One of the arguments put in favour of the MRRT (Mining Resource Rent Tax) is that it is fair that we all share in the benefits of the exploitation of our minerals.
This assumes that we don’t already share in the benefits of the exploitation of our minerals. This is nonsense, as can be shown by pointing to royalties paid to states, taxes paid to governments, facilities provided to communities and dividends disbursed to shareholders.
It can also be demonstrated by the multiplier effect where people not directly involved in the industry are indirectly supported by it.

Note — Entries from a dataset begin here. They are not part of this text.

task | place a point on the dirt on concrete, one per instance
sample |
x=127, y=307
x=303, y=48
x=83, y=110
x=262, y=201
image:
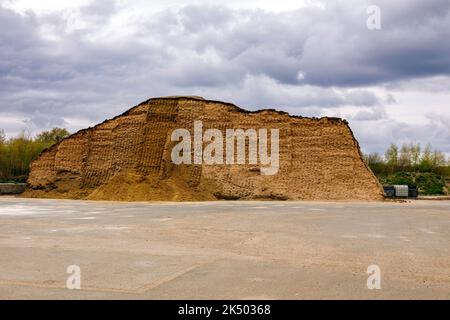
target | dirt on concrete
x=129, y=158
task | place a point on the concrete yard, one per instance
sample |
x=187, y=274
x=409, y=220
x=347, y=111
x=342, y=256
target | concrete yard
x=224, y=250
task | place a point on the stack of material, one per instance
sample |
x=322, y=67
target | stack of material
x=129, y=158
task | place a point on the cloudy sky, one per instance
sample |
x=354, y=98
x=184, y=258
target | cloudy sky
x=76, y=63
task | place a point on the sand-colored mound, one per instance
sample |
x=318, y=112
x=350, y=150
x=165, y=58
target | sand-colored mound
x=129, y=158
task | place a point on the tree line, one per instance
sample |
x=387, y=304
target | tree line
x=17, y=153
x=408, y=158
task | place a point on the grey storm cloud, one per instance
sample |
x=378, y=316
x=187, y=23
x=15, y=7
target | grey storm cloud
x=308, y=61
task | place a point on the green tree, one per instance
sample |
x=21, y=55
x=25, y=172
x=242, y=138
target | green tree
x=405, y=157
x=53, y=136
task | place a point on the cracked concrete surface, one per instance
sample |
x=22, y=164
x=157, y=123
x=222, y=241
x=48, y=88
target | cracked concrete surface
x=224, y=250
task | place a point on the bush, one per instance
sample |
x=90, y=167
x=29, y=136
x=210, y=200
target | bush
x=428, y=183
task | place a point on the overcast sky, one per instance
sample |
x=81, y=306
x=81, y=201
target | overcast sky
x=76, y=63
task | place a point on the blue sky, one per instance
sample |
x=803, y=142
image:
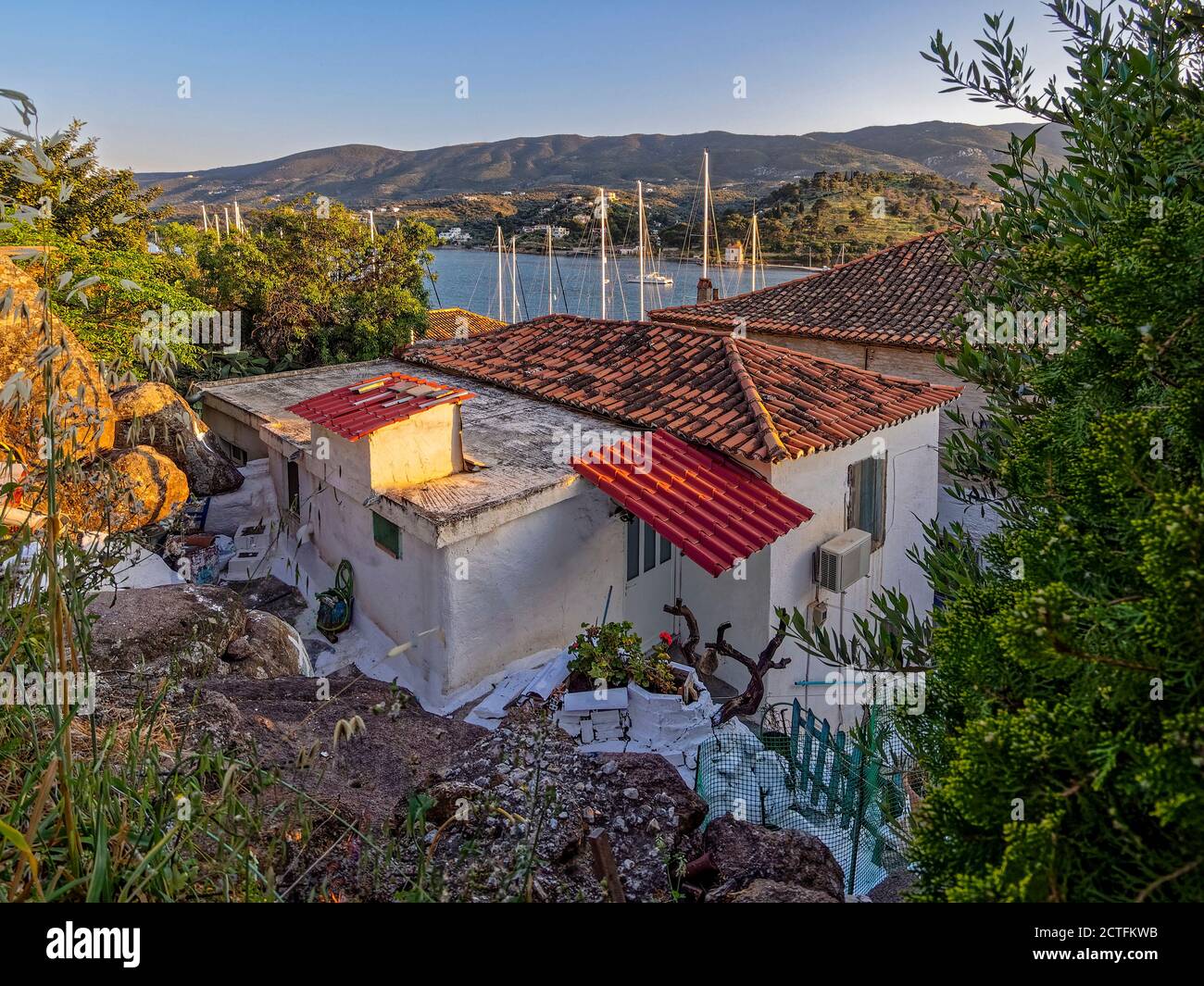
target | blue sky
x=272, y=79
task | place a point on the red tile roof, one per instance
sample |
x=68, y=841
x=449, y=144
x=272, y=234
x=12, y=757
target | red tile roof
x=370, y=405
x=906, y=295
x=715, y=511
x=457, y=323
x=738, y=396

I can think of three people of my acquaintance who are in this category. There is Donna, who used to work for me, whose husband lives in Brisbane some of the time, and flies-in to a mining camp the rest of the time. Then there is Paul who is in-house legal counsel for one of Queensland’s largest mining companies. He doesn’t fly-in anywhere, unless he’s driving a porsche into town these days. And finally there is Margaret. She runs the training operation of a mining services company and lives just around the corner.
I’m a beneficiary as well as we’re just in the middle of building a website for a gold miner.

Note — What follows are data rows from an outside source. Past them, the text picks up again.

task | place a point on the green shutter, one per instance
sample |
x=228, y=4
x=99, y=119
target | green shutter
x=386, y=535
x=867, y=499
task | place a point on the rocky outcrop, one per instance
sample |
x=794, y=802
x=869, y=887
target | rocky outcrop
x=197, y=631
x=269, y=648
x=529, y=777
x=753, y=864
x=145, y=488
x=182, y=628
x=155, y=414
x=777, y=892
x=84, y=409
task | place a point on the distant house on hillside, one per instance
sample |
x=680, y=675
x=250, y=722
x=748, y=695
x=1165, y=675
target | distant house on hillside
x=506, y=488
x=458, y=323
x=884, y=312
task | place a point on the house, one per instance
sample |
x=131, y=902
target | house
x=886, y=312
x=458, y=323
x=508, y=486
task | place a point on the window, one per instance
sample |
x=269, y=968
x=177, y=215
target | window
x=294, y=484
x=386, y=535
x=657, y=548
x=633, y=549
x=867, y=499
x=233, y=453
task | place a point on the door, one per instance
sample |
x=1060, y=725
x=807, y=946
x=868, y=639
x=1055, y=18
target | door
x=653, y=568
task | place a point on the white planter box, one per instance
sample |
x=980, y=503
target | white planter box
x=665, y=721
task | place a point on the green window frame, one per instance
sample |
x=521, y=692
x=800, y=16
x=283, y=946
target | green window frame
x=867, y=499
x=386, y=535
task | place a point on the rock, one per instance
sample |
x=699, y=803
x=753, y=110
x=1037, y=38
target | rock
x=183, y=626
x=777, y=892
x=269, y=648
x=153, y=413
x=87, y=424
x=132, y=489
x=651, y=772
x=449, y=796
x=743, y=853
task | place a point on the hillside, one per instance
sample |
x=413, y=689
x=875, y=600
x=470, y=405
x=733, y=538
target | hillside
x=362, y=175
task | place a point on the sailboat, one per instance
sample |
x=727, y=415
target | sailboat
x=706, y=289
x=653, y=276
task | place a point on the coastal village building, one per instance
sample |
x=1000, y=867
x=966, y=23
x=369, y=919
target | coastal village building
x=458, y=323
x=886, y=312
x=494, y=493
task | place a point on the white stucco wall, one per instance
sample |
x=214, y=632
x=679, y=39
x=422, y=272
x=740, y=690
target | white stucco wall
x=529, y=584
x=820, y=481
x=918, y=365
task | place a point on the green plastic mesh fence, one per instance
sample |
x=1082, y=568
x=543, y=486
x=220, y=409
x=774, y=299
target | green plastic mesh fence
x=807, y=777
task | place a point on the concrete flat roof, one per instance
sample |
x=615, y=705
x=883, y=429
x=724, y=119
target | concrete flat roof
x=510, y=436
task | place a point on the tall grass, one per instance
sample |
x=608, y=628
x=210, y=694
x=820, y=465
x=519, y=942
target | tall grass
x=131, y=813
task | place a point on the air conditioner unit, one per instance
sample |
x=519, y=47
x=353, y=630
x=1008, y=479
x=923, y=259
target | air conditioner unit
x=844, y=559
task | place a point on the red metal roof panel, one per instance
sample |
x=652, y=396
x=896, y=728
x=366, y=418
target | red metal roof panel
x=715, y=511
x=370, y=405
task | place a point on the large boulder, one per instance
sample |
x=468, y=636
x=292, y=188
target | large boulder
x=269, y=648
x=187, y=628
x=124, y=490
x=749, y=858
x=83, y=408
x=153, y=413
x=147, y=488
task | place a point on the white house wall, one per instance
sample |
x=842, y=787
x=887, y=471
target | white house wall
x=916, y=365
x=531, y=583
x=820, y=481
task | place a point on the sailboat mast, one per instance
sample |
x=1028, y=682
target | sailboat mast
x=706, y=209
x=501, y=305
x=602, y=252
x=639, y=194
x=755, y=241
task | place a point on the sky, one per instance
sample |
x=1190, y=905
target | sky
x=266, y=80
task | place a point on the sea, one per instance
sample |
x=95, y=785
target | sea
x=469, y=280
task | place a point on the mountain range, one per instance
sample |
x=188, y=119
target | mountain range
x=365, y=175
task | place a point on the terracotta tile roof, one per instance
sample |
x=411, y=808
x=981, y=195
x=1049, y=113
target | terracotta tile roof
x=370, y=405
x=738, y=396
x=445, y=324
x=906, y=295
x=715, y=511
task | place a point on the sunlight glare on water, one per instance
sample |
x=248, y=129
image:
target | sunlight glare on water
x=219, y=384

But how do you quantify this knock-on effect of mining?
At a recent launch I went to Mike Ahearn claimed that 20% of people in Brisbane earn their living directly or indirectly from mining. That sounds a bit high.
This post by Peter Martin, gives another measure. It is a report on a presentation by Treasury’s David Gruen.

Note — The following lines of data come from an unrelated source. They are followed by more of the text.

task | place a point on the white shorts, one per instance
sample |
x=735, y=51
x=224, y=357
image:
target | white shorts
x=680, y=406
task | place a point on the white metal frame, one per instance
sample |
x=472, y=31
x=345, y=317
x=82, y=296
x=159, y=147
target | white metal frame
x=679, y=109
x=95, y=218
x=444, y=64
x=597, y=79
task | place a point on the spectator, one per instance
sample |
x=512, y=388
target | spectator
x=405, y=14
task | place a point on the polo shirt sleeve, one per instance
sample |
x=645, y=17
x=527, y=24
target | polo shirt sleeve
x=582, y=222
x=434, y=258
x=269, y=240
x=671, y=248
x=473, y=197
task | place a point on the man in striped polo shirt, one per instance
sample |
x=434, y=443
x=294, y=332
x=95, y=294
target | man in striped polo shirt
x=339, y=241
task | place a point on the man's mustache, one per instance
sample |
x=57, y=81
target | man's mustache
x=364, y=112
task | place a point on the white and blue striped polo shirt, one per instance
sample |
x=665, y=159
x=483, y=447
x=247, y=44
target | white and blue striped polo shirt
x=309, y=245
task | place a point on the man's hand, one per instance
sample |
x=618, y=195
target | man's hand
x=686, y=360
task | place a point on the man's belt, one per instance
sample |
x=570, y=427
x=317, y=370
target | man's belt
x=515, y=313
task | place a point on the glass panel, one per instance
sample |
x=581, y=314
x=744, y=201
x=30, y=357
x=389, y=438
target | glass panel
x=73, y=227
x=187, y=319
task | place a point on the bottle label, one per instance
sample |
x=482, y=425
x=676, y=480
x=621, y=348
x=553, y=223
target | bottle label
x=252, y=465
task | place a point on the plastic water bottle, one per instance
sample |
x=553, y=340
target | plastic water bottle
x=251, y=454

There are two graphs – one shows that the biggest growth isn’t in mining at all, but in “mining-related services”. The second graph is even more significant. It shows that the jobs growth is being spread fairly evenly around the country.
That is not to say that the jobs are all in mining-related industries, but there is a knock-on effect. The effect works like this – for every builder who is now working on housing for the mining industry, and who could have been fully-employed in house building, there is a person now in work filling his job who wouldn’t have been in work at all.
This was always going to happen. All the talk of a two-speed economy is largely built on anxiety, and a misunderstanding as to how economies work.